I care that you can hold down a job.
I care that you're growing past whatever happened to you as a child or last year.
I care that your gods help you become stronger without coddling you.
I care that you are willing and able to adapt and change as your life does.
I care that you care about the Earth.
I care that you care about someone and something outside yourself...
Go read the whole thing
3 comments:
Interesting. I'll be interested to see if this comment passes the moderation.
Why is it, Jordan, that you declare "I care that your religion has made you a kinder, more compassionate person," and then you seem to spend so much time mocking others that don't agree with your opinion.

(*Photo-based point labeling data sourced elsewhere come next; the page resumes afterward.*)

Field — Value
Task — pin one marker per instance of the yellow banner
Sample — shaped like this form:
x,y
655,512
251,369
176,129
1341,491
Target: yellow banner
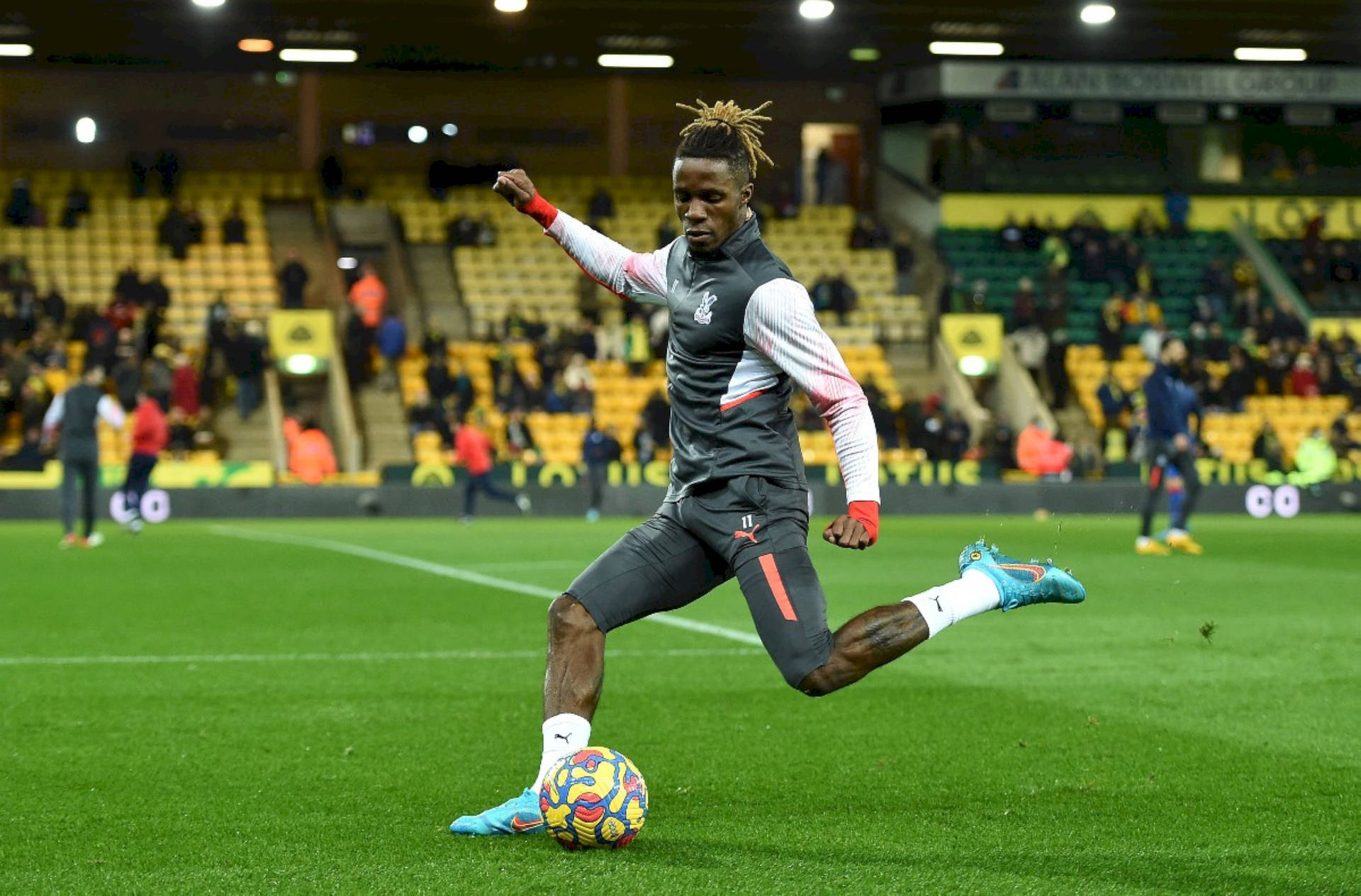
x,y
169,474
301,332
1270,215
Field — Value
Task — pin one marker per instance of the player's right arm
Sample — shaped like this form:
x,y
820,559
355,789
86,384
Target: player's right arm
x,y
637,275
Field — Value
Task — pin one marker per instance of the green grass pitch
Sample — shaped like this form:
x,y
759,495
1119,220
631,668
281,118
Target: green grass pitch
x,y
187,711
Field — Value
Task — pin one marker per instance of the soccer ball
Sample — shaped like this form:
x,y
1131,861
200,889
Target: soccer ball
x,y
594,798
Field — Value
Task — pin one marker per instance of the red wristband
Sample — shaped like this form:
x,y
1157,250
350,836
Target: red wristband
x,y
541,210
866,514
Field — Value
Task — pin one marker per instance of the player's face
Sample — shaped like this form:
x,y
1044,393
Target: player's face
x,y
710,202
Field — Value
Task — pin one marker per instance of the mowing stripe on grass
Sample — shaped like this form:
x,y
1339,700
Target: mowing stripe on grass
x,y
345,658
463,575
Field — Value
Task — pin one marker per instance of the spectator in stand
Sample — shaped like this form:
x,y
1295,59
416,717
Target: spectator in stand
x,y
476,452
168,167
1055,252
184,386
843,298
19,210
392,346
310,454
1267,447
247,359
1010,239
1304,381
1040,454
520,443
599,449
580,384
600,207
1024,308
637,346
293,281
77,205
150,436
55,306
235,226
1176,206
1142,312
1115,403
369,300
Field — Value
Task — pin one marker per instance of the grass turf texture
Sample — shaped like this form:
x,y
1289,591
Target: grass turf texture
x,y
1102,748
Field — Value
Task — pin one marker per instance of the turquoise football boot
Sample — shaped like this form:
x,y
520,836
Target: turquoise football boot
x,y
1019,583
519,814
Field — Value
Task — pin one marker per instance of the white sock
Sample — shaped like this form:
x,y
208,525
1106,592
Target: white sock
x,y
970,594
564,733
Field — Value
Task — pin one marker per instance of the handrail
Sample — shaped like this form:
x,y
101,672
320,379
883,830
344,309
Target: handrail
x,y
1270,273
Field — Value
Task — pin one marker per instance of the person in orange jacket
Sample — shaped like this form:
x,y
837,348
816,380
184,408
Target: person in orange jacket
x,y
310,455
150,436
1040,454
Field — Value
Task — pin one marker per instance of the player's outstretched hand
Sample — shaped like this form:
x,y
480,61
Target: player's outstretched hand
x,y
516,187
847,533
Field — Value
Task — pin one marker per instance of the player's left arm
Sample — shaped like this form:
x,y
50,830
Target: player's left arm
x,y
780,325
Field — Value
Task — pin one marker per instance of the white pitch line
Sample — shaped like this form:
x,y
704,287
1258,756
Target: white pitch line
x,y
342,658
466,575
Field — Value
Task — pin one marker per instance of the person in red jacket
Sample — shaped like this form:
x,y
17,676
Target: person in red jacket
x,y
474,449
150,435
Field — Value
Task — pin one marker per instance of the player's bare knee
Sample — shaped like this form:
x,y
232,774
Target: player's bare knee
x,y
568,620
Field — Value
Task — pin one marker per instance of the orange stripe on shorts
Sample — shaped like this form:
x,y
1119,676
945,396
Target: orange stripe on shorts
x,y
782,598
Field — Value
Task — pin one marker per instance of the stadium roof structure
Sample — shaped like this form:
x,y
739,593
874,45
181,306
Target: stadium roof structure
x,y
732,37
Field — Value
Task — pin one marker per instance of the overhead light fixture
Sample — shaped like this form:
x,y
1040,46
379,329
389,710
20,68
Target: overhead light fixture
x,y
304,55
816,9
965,48
634,60
1270,55
1097,13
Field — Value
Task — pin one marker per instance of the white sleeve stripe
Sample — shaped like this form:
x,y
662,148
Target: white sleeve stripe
x,y
642,275
780,323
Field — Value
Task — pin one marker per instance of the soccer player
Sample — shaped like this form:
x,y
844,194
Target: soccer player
x,y
75,412
1171,403
150,435
744,335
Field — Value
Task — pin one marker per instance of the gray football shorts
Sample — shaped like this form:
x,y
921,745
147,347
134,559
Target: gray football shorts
x,y
748,529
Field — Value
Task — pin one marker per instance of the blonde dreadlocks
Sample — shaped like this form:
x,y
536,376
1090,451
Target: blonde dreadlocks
x,y
726,131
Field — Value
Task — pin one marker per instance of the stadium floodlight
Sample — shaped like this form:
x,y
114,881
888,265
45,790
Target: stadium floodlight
x,y
309,55
816,9
1270,55
634,60
965,48
973,365
1097,13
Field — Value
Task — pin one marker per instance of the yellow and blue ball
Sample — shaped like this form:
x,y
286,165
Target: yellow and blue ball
x,y
594,798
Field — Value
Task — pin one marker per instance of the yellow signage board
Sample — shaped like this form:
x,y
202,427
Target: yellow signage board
x,y
301,332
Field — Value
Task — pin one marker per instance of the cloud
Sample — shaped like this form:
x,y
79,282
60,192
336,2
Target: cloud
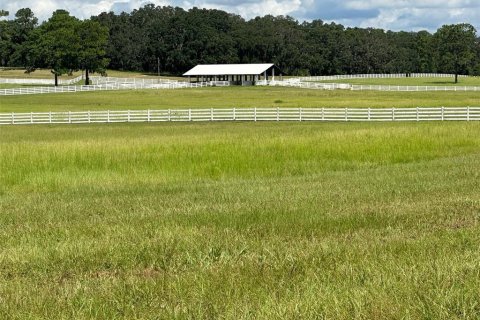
x,y
408,15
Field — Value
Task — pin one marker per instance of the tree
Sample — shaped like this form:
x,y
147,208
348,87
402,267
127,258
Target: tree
x,y
58,45
456,47
93,41
22,28
5,38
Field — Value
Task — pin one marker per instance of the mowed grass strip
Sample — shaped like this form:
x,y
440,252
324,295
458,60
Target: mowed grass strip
x,y
229,97
427,81
240,221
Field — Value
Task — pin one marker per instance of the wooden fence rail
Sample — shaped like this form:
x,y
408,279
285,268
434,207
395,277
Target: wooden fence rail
x,y
246,114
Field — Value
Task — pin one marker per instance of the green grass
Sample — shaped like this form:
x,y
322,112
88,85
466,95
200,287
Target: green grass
x,y
232,97
37,74
468,81
46,74
240,221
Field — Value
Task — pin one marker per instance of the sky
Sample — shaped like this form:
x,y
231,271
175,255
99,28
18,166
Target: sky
x,y
406,15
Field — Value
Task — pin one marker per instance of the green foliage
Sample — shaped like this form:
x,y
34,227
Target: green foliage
x,y
59,43
172,40
240,221
93,40
457,45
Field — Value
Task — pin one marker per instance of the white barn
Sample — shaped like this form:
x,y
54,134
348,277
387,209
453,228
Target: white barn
x,y
240,74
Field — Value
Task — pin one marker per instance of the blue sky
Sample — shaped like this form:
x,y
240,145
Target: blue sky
x,y
408,15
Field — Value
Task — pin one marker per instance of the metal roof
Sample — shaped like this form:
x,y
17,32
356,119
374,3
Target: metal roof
x,y
228,69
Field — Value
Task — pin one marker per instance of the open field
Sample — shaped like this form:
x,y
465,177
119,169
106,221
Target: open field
x,y
37,74
46,74
240,221
232,97
468,81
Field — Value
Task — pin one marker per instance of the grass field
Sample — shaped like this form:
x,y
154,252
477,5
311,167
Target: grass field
x,y
240,221
233,97
468,81
46,74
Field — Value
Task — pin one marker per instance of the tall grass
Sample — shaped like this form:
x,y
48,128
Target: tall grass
x,y
240,221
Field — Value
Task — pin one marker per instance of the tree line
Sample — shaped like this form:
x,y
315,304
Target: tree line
x,y
172,40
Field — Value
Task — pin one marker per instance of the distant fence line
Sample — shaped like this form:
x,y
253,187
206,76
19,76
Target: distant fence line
x,y
40,81
143,81
110,86
355,87
113,83
246,114
379,76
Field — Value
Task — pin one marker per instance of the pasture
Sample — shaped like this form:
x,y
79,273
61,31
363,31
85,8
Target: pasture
x,y
433,81
240,221
230,97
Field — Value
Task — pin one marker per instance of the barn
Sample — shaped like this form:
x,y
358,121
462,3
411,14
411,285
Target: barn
x,y
236,74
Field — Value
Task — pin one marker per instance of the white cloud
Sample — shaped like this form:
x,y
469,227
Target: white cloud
x,y
387,14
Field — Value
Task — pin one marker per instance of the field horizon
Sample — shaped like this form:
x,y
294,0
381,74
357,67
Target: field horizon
x,y
240,221
229,97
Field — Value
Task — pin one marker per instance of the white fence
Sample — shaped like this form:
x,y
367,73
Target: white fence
x,y
378,76
346,86
247,114
41,81
112,86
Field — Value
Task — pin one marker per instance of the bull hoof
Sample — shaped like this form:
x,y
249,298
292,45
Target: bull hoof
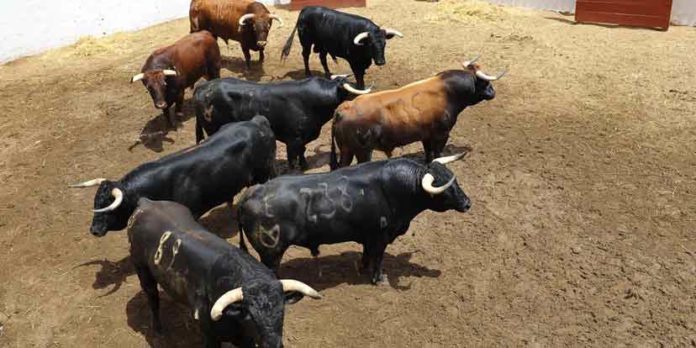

Isn't that called hypocrisy?
First, I haven't "declared" this, I've quoted a comment from another blog. Secondly, "so much time" is rather a shallow summation. Thirdly, I don't "mock others", but I am free to express my concern and even mock the *positions* of others. As a rule, editorially, I don't employ ad hominem. Sometimes I make a mistake and don't live up to my own standards. Is that hypocrisy? Possibly. I am human, and that's sometimes part of the package.
You also curiously tie in those whose "religion has made them kinder" with those I "mock". Logical fallacy, although I rarely expect more from anonymous commenters. I'm certainly open to seeing where I've criticized a person whose religion has made them kinder and more compassionate.
Interesting that of all the posts to criticize, you pick one that a) I didn't write and b) holds to a higher ideal than I sometimes live up to. I think aiming higher is a good thing, which is why I posted this.
I agree that aiming high is a good thing. Reach exceeding grasp and all that, wot?
First: yes, I assumed that it was your position, as you titled that post "Dianne Sylvan Gets it Right". I assumed that your headline about "getting it right" inferred that she had stated values with which you agree. Did I assume falsely?
Second, I don't believe that I tied "those whose 'religion has made them kinder' with those [you] 'mock'." Rather, I observed that your religion (which I understand is gnosticism) appears to have not made you kinder, as evidenced by the mockery of those different than you (who may or may not be either religious or kinder themselves).
Mocking their position? I see some of that, but I see you mocking people perhaps more fiercely. Admittedly, I haven't seen your whole blog; a friend referred me to a couple of interesting posts (and they were!), where I found epithets such as "Vatican half-wit", "Mr. Dumb Vatican Secretary To Whom They Always Pass The Microphone", or the always popular "slack-jawed inbred yokels."
I'll admit that those whom you are mocking are foolishly easy targets; perhaps they're even mock-worthy, but the epithets in question are certainly not addressed at the positions they espouse. In fact, it does look like ad hominem. I describe them only to question whether your religion has made you a "kinder, more compassionate person," not to suggest that theirs has or has not done the same for them.
Ad hominem, by the by, is certainly within your right; your praise for Dianne Sylvan merely suggested that you had set a higher standard for yourself.
In the larger picture, I enjoy reading your "This is what I'm for" articles better than your "This is who I'm against" ones; I particularly liked Reason 4,387.